じゃがいもの山に隠れるようにして、底には少量のたまねぎが埋まっているのが見受けられた。
「こいつらを昼の営業時間が終わるまでに皮をむいておいてくれ。そう時間はかからないはずだ」
「は、はい、わかりました」
とっさに返事をするものの、にわかに朱がさす少女だった。店長は彼女の顔模様を一度は咎めたものの、首を横に振り、戸を閉めた。
そこから彼女の仕事が始まるかと思いきや、閉まったはずの鉄扉を再び開ける音がした。店長だった。
彼は何かを考えこんでいる様子だったが、思考がまとまらないのをそのままにぽつりぽつりとつぶやいた。
「なんか、なんというか。意外だ。そういう顔するんだな、君も」
途端に少女は困ってしまう。彼の言っていることがよく理解できなかった。
「一週間前、ここで倒れかけていたときに飯を出したが無表情だった。下ごしらえの仕事を与えてからも変わりはしなかった。日々の会話のなかで君は人形みたいだった」
無表情、変わりがない、人形のよう。それらの要素を咀嚼し、少女は自らがより無機質になっていたことを知った。
「私は――。私はこういう私ですから。

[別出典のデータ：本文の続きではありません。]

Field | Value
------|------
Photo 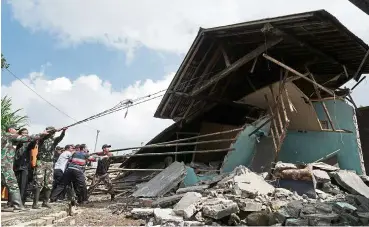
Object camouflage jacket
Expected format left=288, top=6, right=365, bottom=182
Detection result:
left=1, top=133, right=41, bottom=162
left=14, top=141, right=37, bottom=170
left=37, top=131, right=65, bottom=162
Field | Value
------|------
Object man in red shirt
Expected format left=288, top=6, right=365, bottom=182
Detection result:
left=88, top=144, right=115, bottom=200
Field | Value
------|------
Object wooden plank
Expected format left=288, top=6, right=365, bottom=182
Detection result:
left=160, top=36, right=204, bottom=116
left=354, top=50, right=369, bottom=80
left=310, top=73, right=336, bottom=131
left=263, top=54, right=335, bottom=96
left=191, top=38, right=283, bottom=95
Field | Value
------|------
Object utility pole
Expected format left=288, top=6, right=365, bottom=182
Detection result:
left=94, top=130, right=100, bottom=153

でも、あのときも今も感謝しています。こんな身体なのに、身なりなのに。仕事を与えていただいて、嬉しいのです」
「違う、そうじゃない。いや、もちろんその感謝の気持ちは受け取っておくが、今日の君は、一週間前の君とは変わった気がする」
「そう、でしょうか?」
純粋な疑問から彼の瞳をのぞき込んでいたが、店長がそれに気づくとすぐに目をそらしてしまった。
「すまん、変なことを言ってしまった。仕事を頼む。たまねぎの下にはりんごがある。腹が減っていれば皮をむいて食べるといい」
言って、店長は扉の向こう側へと立ち去って行った。彼女の問いかけには結局、答えないままだった。